みなし機ということは、公安委員会(警察)からみて“適正”と見なして頂いていた“首の皮一枚”状態であったわけで、当局さえその気になれば、「2005年中には100%撤去しなさい!」との指導が入れば2005年中に全てのストックタイプの4号機は市場から消えていたはずです。
でもそうならなかったのは、どうしてなのでしょう?当局が“なさけの情”をかけて頂いた?そんな“なさけ”で行政が左右されるとは到底考えられません。
ということは・・まさに上記の「附則」に書かれた経過措置を、適正に当局が遵守しただけと解釈すべきでしょう。

※これは何も業界が“ごり押し”して“勝ち取った既得権”といった類いのモノでは決してなく、ただ単に警察庁が当時の【経過措置】条文を適正に遵守した指導を為さったというだけの事です。
「附則」とか「経過措置」とかいう言葉は、法曹界以外の一般の人から見れば、「法」「政令」「規すなわち、則」の本文ほど“力の無い”“仮のとりきめ”程度の響きがあるかもしれませんが、実は「附則」にある「経過措置」の条文も、本体の条文と全く同じ【法的拘束力】を持つのです。

 

❹これから先は、正式に8月下旬ごろ正式に公布される「新・規則」の条文、解説文を拝見してからにしましょう。
今の段階で7月のパブリックコメント時の改正条文案を見て、侃々諤々の議論をこれ以上進めてもあまり意味が無いでしょう。

もう一度「認定」の制度主旨に帰りましょう。
「著しく射幸心そそるおそれのあるもの」でない限り、認定申請を受理したら、認定をおろしなさい、というのが法、規則の大原則であることを再確認しましょう。
羈束裁量というのは、行政官の恣意的な認定・不認定を防ぐ、法の自己規制の精神です。

もう一つは、「法律は不遡及」という大原則です。刑事法でも民事法でも、その行為の時点で違法では無かったものが、新法に成ってから、過去に遡って“違法”に成る事は無い!という法治国家の大原則です。
そうしますと、
ⅰ)スロットの所謂「5.0号機」のAT機、ART機の殆どは、サブ基盤の働きにより大当りの出現率や出玉性能等に影響を及ぼすことが、「検定後」に明らかと成ったため、法20条1項で規定する“認定できない”遊技機に該当する。
これは異論がないでしょう(笑)。

ⅱ)スロットの所謂「5.5」号機は2015年10月以降に、“サブ基盤制御”を止めて、メイン基盤のみによる大当り性能を規制しているという意味においては、法20条にいう「著しく射幸心をそそるおそれがある」とは、まず云えないだろうと思います。
であるならば、5.5号機は、あとはセキュリティ上に重大な欠陥がある等のミスが認められない限り、新・検定規則においても「認定」が取得可能であると言わなければなりません。

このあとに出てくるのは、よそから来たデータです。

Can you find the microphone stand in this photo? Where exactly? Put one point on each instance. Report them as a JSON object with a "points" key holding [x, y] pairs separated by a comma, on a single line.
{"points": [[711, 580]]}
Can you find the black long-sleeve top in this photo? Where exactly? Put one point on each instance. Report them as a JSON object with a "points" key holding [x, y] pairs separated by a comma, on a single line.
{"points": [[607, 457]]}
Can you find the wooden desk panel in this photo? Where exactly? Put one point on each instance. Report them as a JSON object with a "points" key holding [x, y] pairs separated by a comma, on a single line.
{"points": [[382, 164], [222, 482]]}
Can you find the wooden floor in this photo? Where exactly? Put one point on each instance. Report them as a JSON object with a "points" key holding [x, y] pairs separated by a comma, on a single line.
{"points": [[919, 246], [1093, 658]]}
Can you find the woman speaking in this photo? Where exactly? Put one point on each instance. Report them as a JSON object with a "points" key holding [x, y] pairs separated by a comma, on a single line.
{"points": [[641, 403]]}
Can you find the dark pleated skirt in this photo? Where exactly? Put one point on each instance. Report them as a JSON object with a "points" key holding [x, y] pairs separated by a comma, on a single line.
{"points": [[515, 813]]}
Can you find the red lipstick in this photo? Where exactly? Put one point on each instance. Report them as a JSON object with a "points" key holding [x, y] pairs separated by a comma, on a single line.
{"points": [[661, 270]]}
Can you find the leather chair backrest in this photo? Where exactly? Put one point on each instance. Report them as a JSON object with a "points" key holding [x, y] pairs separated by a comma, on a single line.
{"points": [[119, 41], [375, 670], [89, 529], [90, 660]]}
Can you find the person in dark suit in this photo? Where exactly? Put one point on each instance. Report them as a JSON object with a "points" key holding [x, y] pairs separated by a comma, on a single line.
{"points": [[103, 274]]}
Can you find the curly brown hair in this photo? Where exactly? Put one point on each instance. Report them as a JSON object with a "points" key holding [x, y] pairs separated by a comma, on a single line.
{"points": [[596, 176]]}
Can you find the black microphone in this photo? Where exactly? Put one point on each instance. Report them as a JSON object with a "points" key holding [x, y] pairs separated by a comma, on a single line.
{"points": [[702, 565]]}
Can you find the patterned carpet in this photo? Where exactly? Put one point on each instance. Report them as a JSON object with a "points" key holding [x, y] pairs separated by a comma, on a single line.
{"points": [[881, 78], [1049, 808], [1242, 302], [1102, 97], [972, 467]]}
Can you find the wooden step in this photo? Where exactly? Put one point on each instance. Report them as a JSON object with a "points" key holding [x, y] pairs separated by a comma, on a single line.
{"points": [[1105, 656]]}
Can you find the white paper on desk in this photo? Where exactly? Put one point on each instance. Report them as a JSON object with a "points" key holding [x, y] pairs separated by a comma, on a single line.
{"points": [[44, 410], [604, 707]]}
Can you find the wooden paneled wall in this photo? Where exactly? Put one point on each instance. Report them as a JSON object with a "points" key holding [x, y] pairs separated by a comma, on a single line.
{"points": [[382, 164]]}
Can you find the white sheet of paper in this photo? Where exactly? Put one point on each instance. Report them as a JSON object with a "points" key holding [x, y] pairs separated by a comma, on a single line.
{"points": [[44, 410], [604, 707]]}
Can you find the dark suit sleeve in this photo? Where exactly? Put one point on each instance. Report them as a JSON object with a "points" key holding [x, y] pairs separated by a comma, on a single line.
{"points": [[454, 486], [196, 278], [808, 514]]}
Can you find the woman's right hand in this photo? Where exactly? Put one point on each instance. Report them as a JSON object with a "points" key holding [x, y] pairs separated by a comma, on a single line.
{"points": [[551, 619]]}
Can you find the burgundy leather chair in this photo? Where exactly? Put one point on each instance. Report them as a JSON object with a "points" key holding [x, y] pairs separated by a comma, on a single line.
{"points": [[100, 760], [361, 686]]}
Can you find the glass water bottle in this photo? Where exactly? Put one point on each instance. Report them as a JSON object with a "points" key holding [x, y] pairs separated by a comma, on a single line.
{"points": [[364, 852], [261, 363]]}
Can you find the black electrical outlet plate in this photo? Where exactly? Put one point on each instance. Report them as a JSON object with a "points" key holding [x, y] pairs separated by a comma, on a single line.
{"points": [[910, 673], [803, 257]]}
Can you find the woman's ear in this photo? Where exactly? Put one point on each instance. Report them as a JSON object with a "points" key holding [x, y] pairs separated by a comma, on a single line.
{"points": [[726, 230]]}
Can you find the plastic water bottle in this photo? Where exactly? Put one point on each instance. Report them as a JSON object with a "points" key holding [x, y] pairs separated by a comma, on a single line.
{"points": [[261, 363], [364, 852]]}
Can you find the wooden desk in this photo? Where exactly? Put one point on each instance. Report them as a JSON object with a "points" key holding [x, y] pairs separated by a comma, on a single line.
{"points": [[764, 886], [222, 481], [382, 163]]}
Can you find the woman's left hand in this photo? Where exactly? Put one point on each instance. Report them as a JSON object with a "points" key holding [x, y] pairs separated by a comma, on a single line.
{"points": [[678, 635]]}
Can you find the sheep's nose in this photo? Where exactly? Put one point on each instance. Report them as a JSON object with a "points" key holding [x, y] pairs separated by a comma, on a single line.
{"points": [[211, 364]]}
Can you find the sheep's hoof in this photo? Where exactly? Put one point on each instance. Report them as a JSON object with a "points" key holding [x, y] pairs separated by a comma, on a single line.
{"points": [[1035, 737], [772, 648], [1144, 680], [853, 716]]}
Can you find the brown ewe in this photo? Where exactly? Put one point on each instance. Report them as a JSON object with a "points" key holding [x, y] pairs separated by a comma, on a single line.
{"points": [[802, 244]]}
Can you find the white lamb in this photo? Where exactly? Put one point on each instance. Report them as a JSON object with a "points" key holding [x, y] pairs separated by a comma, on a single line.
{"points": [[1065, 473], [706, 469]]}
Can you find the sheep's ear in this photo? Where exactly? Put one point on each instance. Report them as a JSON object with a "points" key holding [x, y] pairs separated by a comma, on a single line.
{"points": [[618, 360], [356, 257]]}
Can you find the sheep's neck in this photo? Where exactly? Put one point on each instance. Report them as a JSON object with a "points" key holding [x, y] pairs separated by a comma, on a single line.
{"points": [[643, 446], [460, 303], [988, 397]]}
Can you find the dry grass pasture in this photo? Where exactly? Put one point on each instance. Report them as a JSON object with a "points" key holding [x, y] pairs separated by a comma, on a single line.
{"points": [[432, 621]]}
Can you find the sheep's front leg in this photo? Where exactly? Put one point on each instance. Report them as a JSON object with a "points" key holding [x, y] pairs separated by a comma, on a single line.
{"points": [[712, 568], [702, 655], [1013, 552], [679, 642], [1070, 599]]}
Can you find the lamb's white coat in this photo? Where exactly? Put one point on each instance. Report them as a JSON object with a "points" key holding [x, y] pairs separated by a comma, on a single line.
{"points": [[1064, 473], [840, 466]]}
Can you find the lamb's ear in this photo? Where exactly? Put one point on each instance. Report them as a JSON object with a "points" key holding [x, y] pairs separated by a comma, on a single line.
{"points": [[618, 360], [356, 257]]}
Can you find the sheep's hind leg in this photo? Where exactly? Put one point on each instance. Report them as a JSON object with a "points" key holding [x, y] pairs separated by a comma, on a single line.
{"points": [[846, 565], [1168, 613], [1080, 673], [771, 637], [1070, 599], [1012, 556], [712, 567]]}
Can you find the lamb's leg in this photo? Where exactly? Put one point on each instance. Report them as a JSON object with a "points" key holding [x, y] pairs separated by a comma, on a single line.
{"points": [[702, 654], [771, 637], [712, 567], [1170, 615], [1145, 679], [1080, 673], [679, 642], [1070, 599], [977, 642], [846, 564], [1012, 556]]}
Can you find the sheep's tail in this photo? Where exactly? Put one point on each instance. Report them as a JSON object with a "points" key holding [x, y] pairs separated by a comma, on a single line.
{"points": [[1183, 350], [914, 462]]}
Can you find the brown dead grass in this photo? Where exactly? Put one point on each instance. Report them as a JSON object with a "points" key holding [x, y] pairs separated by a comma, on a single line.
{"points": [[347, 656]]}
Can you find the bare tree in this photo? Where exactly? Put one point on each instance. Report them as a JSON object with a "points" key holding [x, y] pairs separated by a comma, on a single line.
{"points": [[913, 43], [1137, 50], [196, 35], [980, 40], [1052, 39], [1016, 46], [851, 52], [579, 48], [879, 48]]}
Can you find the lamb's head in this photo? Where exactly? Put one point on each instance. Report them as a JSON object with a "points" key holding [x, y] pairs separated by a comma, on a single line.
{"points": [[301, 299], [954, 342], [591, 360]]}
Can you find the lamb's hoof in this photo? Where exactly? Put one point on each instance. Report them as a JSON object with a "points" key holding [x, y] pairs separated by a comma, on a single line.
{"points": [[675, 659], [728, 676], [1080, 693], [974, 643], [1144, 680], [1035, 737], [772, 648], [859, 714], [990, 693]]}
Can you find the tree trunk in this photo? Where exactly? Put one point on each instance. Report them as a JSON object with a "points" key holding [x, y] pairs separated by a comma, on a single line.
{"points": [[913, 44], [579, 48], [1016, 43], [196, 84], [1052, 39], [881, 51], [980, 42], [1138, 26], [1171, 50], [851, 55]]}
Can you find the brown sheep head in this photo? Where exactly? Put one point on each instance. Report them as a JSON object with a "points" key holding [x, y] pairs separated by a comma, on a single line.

ⅲ)まして、今年の10月以降に発売されるスロットの、所謂「5.9」号機が検定の切れる2020年以降に《認定申請が出来なくなる》などとは、いったい誰が言いだされたのでしょうか!?
認定制度は、射幸心の縛りにおいて著しく射幸心をそそるものでなく、健全な遊技性を持つ機械については、旧規則上の「認定」を「経過措置」として認めようという、優れて経済性も加味した規定である筈です。
ここの主旨を理解されないと、出玉性能に於いて差異が無いと考えられる「5.9号機」と「6.0号機」について、《5.9は認定されないが、6.0なら認定される》と云った間違った理解に陥る恐れがある事を指摘して、この稿を終わりたいと思います。

新「規則」が(いくらかの修正を経て)いかに発表されるのか、しっかり見極めたいと思います。